Coupled Lake-Atmosphere-Land Physics Uncertainties in a Great Lakes
Regional Climate Model
Abstract
This study develops a surrogate-based method to assess the uncertainty
within a convective permitting integrated modeling system of the Great
Lakes region, arising from interacting physics parameterizations across
the lake, atmosphere, and land surface. Perturbed physics ensembles of
the model during the 2018 summer are used to train a neural network
surrogate model to predict lake surface temperature (LST) and
near-surface air temperature (T2m). Average physics uncertainties are
determined to be 1.5°C for LST and T2m over land, and 1.9°C for T2m over
lake, but these have significant spatiotemporal variations. We find that
atmospheric physics parameterizations are the dominant sources of
uncertainty for both LST and T2m, and there is a substantial
atmosphere-lake physics interaction component. LST and T2m over the lake
are more uncertain in the deeper northern lakes, particularly during the
rapid warming phase that occurs in late spring/early summer. The LST
uncertainty increases with sensitivity to the lake model’s surface wind
stress scheme.

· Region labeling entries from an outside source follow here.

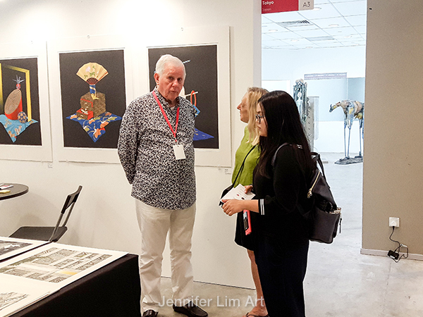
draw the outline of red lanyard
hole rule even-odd
[[[171,123],[169,122],[169,119],[168,119],[168,117],[166,115],[166,112],[164,112],[164,110],[163,109],[163,107],[161,106],[161,104],[160,104],[160,101],[159,101],[159,98],[157,98],[157,95],[156,94],[156,92],[154,91],[153,91],[153,96],[154,96],[154,99],[156,99],[156,101],[157,101],[157,104],[159,104],[160,110],[161,110],[161,113],[163,113],[163,116],[166,119],[166,122],[168,123],[168,125],[169,126],[169,128],[171,128],[171,131],[172,131],[172,133],[173,134],[173,137],[175,137],[175,142],[176,143],[178,143],[178,140],[176,139],[176,131],[178,130],[178,123],[179,122],[179,109],[180,109],[180,108],[178,107],[178,110],[176,110],[176,124],[175,125],[175,130],[173,130],[173,128],[172,128],[172,125],[171,125]]]

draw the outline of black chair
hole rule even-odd
[[[82,189],[82,187],[80,185],[76,192],[68,195],[63,208],[62,208],[60,212],[56,227],[20,227],[9,237],[19,239],[49,241],[49,242],[57,242],[68,230],[66,227],[66,223],[68,222],[68,219],[69,219],[72,209],[73,209],[76,199],[78,199]],[[61,225],[60,223],[65,213],[66,213],[65,221]]]

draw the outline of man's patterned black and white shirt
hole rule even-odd
[[[180,109],[176,138],[183,145],[186,158],[175,158],[175,138],[151,92],[137,98],[126,108],[118,154],[133,185],[133,197],[157,208],[185,209],[195,202],[195,111],[191,103],[180,97],[177,98],[178,106],[171,109],[157,88],[154,92],[173,129],[178,106]]]

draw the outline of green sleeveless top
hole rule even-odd
[[[235,154],[235,167],[233,168],[233,172],[232,173],[232,182],[233,183],[235,178],[238,175],[243,161],[245,158],[245,156],[248,151],[251,149],[253,146],[251,143],[248,143],[248,138],[250,137],[250,132],[248,132],[248,127],[245,127],[244,129],[244,137],[241,140],[240,147],[236,150]],[[244,167],[243,170],[238,175],[235,183],[233,187],[236,187],[238,184],[242,184],[243,186],[247,186],[252,184],[252,171],[257,165],[259,161],[259,156],[260,156],[260,151],[259,150],[259,146],[256,145],[255,148],[250,152],[245,163],[244,163]]]

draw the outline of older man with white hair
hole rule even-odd
[[[173,307],[190,317],[207,313],[194,304],[191,240],[195,217],[195,108],[179,97],[185,78],[180,60],[162,56],[154,90],[133,101],[122,120],[118,153],[132,184],[141,231],[140,275],[143,317],[158,314],[160,277],[169,234]]]

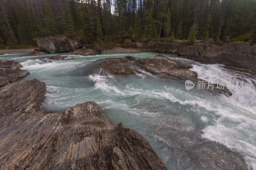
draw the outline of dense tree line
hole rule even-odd
[[[57,35],[77,35],[88,44],[120,41],[125,36],[192,41],[212,38],[224,42],[239,37],[235,39],[250,40],[252,43],[256,39],[254,0],[0,0],[0,3],[2,44],[33,44],[36,38]]]

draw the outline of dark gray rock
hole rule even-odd
[[[158,55],[153,59],[146,58],[139,59],[135,61],[134,63],[141,69],[153,74],[164,74],[183,79],[197,78],[197,73],[196,72],[181,68],[191,68],[192,66],[174,60]]]
[[[33,55],[43,55],[44,54],[48,54],[49,53],[47,53],[44,51],[41,51],[39,49],[36,48],[34,50],[34,51],[31,53],[28,53],[24,56],[32,56]]]
[[[20,69],[23,67],[12,60],[0,60],[0,86],[20,80],[30,74],[28,71]]]
[[[53,56],[50,56],[47,57],[46,58],[49,60],[51,60],[53,61],[59,61],[60,60],[63,60],[64,58],[67,58],[68,56],[67,55],[64,55],[63,56],[60,56],[57,55],[54,55]]]
[[[40,51],[51,54],[72,51],[84,46],[80,37],[62,35],[38,38],[36,43]]]
[[[82,48],[77,50],[73,52],[72,54],[75,55],[92,55],[101,54],[101,48],[98,46],[84,47]]]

T2m over land is more uncertain over forested areas in
the north, where it is most sensitive to the land surface model, than
the more agricultural land in the south, where it is most sensitive to
the atmospheric planetary boundary and surface layer scheme. Uncertainty
also increases in the southwest during multiday temperature declines
with higher sensitivity to the land surface model. Last, we show that
the deduced physics uncertainty of T2m is statistically smaller than a
regional warming perturbation exceeding 0.5°C.